Acteur important pour la clientèle corporate et les PME.
Filiale portugaise du groupe Santander, avec une forte présence corporate.
Banque d’investissement et de détail offrant des services complets aux entreprises.
Banco Montepio, Crédito Agrícola, Bankinter, Barclays (Funchal), Activo Bank, Banco CTT, etc.
En parallèle, de nombreux entrepreneurs combinent un compte bancaire portugais avec un compte auprès d’une institution de paiement (EMI) européenne telle que Wise Business, Revolut Business, Paysera, Payoneer ou d’autres fintechs. Ces prestataires offrent :
– des IBAN européens (zone SEPA) ;
– des comptes multi-devises (EUR, USD, GBP, etc.) ;
– une ouverture 100 % en ligne, généralement sans déplacement ;
– des intégrations comptables et des cartes de dépenses.

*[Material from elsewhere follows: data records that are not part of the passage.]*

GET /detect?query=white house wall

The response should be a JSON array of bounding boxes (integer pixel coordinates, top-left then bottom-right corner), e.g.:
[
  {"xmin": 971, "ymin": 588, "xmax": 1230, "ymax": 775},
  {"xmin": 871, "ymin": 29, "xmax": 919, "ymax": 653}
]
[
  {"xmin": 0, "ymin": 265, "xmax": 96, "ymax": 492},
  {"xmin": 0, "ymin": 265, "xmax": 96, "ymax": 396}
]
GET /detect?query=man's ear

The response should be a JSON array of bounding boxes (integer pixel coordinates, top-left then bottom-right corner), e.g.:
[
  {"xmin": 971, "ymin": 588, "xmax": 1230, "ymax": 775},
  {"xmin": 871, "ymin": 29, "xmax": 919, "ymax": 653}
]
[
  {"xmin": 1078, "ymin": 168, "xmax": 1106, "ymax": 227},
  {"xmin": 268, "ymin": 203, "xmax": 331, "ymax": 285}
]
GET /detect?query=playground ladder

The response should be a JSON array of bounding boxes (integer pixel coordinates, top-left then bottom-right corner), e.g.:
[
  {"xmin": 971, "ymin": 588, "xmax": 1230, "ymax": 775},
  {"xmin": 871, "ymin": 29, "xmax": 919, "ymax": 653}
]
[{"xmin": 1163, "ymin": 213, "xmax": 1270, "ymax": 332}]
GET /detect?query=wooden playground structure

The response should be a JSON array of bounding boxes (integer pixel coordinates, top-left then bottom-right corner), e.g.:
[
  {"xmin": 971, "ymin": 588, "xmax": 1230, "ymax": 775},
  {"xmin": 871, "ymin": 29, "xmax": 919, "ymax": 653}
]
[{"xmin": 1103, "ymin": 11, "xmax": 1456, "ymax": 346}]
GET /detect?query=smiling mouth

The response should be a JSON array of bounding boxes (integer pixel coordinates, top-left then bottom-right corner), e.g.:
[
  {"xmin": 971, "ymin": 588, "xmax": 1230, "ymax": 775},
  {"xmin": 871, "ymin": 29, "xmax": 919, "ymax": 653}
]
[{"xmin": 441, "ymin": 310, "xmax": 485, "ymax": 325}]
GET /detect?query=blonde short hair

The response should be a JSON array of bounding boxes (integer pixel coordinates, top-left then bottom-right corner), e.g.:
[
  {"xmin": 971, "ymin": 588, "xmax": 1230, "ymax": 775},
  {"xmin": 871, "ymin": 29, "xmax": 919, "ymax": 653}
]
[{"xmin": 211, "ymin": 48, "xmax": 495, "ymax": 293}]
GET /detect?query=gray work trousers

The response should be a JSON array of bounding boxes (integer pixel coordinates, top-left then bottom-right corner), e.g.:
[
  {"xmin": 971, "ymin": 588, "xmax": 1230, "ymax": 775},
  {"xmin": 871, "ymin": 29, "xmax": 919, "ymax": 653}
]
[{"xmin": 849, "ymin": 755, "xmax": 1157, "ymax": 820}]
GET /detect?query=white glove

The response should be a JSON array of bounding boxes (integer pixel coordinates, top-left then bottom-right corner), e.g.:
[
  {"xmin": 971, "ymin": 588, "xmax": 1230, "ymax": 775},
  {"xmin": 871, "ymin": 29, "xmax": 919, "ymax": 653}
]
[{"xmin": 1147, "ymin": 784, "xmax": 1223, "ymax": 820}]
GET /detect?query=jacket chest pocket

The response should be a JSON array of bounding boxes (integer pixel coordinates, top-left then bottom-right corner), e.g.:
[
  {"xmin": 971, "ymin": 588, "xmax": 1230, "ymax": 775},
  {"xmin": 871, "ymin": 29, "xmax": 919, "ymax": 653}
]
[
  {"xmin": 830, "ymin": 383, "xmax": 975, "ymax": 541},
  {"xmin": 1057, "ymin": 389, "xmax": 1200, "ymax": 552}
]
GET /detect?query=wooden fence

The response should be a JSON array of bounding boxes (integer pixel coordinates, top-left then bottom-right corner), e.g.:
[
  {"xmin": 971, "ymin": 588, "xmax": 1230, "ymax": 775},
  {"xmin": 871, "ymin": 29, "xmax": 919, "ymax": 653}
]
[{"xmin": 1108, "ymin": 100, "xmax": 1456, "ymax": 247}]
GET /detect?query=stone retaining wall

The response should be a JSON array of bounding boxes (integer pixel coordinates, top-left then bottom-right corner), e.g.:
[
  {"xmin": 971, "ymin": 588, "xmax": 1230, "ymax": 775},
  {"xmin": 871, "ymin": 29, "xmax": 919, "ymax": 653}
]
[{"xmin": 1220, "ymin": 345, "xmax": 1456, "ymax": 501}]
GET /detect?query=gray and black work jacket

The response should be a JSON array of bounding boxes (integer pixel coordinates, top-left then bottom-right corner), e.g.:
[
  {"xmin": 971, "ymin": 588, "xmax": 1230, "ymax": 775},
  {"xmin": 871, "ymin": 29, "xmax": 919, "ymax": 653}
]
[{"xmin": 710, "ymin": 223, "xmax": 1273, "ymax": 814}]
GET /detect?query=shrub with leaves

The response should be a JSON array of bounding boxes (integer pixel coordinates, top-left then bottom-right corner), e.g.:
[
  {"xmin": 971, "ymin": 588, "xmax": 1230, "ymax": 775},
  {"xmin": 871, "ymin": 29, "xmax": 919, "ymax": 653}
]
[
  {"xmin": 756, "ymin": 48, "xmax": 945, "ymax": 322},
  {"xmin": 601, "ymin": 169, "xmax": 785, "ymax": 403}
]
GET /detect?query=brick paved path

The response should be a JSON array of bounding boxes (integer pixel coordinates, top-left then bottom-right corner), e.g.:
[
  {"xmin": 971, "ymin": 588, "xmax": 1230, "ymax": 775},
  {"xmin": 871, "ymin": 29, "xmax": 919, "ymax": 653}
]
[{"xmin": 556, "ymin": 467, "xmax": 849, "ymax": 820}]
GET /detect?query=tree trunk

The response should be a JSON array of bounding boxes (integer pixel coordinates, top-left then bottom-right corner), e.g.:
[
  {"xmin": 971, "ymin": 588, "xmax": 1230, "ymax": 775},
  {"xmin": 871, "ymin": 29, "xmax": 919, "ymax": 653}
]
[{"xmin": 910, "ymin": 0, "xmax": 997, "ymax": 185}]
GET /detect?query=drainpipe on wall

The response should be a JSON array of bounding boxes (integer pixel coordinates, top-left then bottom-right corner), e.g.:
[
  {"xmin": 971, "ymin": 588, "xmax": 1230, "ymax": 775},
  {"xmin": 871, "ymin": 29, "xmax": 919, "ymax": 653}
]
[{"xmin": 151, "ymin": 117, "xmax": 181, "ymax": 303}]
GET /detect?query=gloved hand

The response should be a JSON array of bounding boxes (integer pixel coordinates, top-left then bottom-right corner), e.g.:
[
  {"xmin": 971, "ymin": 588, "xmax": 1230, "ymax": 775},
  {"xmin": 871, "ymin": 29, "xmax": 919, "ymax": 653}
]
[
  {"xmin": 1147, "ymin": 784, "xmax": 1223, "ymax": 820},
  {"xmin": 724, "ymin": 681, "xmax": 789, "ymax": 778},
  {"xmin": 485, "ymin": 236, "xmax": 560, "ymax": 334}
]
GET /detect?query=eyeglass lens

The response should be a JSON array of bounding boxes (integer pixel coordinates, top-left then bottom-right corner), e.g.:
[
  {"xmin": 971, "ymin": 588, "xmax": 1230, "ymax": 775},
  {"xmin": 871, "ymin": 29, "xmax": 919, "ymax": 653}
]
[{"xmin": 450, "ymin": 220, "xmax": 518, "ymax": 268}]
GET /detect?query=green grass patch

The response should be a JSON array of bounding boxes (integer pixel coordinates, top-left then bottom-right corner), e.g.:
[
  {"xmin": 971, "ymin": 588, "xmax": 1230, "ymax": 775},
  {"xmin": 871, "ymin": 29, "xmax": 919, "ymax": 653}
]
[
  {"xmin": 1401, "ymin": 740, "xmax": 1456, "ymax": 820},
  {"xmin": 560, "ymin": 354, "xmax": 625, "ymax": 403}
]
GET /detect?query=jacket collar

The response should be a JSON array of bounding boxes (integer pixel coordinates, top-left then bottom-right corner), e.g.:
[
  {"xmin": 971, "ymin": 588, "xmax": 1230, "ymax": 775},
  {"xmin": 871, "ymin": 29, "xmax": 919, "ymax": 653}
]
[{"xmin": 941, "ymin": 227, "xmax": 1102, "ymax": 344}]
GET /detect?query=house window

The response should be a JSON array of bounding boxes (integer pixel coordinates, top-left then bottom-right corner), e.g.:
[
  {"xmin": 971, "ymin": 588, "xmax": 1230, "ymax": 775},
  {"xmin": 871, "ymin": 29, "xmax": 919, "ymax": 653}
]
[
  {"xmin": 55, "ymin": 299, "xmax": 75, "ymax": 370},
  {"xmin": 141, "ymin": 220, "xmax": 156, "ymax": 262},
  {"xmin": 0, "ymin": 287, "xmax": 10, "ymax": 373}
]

Une stratégie fréquente consiste à démarrer rapidement avec une EMI pour les premiers flux internationaux, puis à finaliser l’ouverture du compte bancaire portugais, plus long mais indispensable pour certaines démarches (versement de capital, relation avec l’administration fiscale locale, visibilité auprès des partenaires).
Exemple de banques et services clés
| Banque / Fournisseur | Type d’acteur | Public cible principal | Points forts pour une entreprise à Madère |
|---|---|---|---|
| Caixa Geral de Depósitos | Banque publique | PME, sociétés MIBC | Réseau important, travaille avec sociétés de la Free Zone |
| Millennium BCP | Banque privée | Entreprises, non-résidents | Large offre corporate, factoring, e-banking performant |
| Novo Banco | Banque privée | PME, sociétés IT et services | Orientation corporate, nombreux bureaux au Portugal |
| Banco Santander Totta | Filiale groupe Santander | Groupes internationaux, PME | Couverture internationale, crédit, cash management |
| BPI | Banque d’investissement | Grandes entreprises, agro/industrie | Lignes de crédit sectorielles, financement structuré |
| Wise / Revolut Business | EMI / néobanque | Startups, e‑commerce, freelances | Multi-devises, onboarding rapide, API, intégrations comptables |
Types de comptes et services proposés
Les banques de Madère offrent plusieurs catégories de comptes professionnels, adaptés à la taille, à l’activité et au profil de risque de l’entreprise :
– compte courant d’entreprise (en euros ou en devises) pour la gestion au quotidien ;
– comptes en devises étrangères (USD, GBP, CHF, etc.) pour le commerce international ;
– comptes à accès rapide aux dépôts et comptes d’épargne entreprises ;
– comptes à services minimaux pour les besoins de base ;
– comptes multi-devises utiles aux holdings ou structures d’investissement.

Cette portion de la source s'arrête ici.